Azure ML Thursday 6: xgboost in R

Azure / Azure ML / Uncategorized

Azure ML Thursday 6: xgboost in R

Last Azure ML Thursdays we explored how to do our Machine Learning in Python. Python in Azure ML doesn't include one particularly succesful algorithm though - xgboost. Python packages are available, but just not yet for Windows - which means also not inside Azure ML Studio. But they are available inside R! Today, we take the same approach as two weeks ago: first, we move out of Azure ML to do our first ML in R, then (next week) we'll upload and use our trained R model inside Azure ML studio.

Today, I'll show you how use xgboost on the still ongoing Cortana Intelligence Competition "Women's Health Risk Assessment" (WHRA). At the moment of writing, the leaderboard stayed the same for over three weeks, with only 336 participants - but ending in a week, with a grand prize of $3,000.

So rush to participate, and use the knowledge shared here to win - all code presented below can be run in order and will result in a trained model for the WHRA dataset!

ICYMI: What is R?

R is a statistical language widely used by academic and data scientists alike. R is open source, very powerful, reminds some people of Matlab[ref]and even more of S[/ref] and having originated in statistics, R has a pretty solid collection of Machine Learning libraries. One of the great advantages of R is that it's being extensively used by a lot of researchers in the field of statistics and Machine Learning, which means the newest, best-performing algorithms will pretty much always be available in R. Its open source and organic character made enterprises initially somewhat hesitant to start using it, but currently more and more large vendors are backing it with enterprise-grade support.

When you're getting started using R, I highly recommend to download and use R Studio[ref]I know Microsoft has R tools too inside Visual Studio, but I haven't used them yet. What I do like about R Studio is that all the pros - and not just the Microsoft platform pros - use it, blog about it, and are willing to help if you get stuck.[/ref]. You can download R Studio on

Machine Learning inside R

The steps of doing Machine Learning are not very different from the steps we've taken earlier in Python: it's still about transformations to the dataset, splitting into train / testsets, training the model using parameters and scoring the model by testing it.

Prerequisites: the libraries

We'll use four libraries while working in our local R environment:


If one or more libraries are missing, add them one by one using install.packages:


Loading the dataset

To load the dataset, we use read.csv  - here's the Women Health training set of the (still ongoing) Cortana Intelligence Competition , we use read.csv.

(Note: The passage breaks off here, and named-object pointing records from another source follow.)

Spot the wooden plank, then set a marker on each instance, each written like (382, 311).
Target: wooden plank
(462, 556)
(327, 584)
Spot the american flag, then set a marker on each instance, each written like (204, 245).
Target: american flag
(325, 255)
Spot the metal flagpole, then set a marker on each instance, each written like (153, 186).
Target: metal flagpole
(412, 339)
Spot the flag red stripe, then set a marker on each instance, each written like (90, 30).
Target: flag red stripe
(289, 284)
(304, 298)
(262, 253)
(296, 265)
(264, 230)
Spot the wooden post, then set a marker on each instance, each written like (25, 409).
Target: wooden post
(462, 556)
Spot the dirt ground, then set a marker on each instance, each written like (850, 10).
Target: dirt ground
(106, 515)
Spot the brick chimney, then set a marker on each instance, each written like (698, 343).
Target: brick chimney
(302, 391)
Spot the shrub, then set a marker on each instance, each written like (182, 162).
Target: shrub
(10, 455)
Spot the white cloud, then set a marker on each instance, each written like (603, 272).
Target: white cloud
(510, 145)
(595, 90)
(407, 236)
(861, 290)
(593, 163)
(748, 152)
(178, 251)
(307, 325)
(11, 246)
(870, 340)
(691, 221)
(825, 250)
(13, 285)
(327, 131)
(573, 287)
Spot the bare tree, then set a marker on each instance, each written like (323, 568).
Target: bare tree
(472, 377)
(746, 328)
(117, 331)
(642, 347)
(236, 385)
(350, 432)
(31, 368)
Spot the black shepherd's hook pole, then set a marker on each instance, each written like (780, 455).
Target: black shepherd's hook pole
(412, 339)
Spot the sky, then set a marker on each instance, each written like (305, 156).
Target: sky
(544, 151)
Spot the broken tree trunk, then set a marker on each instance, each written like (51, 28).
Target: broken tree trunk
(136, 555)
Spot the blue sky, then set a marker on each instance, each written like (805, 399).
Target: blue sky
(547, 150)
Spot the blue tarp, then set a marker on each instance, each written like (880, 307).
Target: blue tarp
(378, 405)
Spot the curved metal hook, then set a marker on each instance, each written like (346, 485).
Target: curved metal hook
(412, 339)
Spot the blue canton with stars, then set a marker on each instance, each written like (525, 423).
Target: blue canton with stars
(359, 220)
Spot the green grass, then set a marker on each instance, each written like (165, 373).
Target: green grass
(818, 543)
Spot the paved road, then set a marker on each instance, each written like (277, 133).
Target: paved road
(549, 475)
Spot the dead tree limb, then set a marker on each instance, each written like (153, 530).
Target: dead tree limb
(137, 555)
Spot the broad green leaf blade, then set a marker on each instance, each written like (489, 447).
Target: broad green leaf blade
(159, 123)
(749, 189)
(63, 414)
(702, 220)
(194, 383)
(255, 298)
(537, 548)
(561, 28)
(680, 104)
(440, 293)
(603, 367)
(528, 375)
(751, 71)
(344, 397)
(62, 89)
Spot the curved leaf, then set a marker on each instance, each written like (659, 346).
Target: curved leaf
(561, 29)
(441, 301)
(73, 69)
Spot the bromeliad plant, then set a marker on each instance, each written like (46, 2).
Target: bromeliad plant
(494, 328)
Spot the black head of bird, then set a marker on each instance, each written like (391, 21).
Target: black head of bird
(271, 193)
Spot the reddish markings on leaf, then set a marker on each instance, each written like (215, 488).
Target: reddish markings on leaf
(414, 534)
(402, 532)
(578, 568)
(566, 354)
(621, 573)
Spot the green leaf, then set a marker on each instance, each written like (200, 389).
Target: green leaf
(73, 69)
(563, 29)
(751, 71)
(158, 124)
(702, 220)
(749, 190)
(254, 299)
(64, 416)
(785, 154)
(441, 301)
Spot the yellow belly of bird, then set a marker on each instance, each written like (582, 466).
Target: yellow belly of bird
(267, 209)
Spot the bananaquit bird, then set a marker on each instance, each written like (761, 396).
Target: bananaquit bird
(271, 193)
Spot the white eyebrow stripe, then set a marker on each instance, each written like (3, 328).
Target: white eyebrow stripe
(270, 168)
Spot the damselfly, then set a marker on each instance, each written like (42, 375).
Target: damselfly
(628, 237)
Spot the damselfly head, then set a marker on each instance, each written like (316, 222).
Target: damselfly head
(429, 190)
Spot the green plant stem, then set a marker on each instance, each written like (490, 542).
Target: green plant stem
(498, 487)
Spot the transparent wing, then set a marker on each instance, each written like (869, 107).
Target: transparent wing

After that, we combine the three to-be-predicted columns inside one column (for a detailed description of the dataset see this document) and remove the columns with which we would be able to identify a patient (read my earlier post about overfitting if you wonder why):

dataset1 <- read.csv("../Documents/WomenHealth_Training.csv")

#Create one combined label for prediction purposes
combined_label <- 100*dataset1$geo + 10*dataset1$segment + dataset1$subgroup
dataset1 <- cbind(dataset1, combined_label)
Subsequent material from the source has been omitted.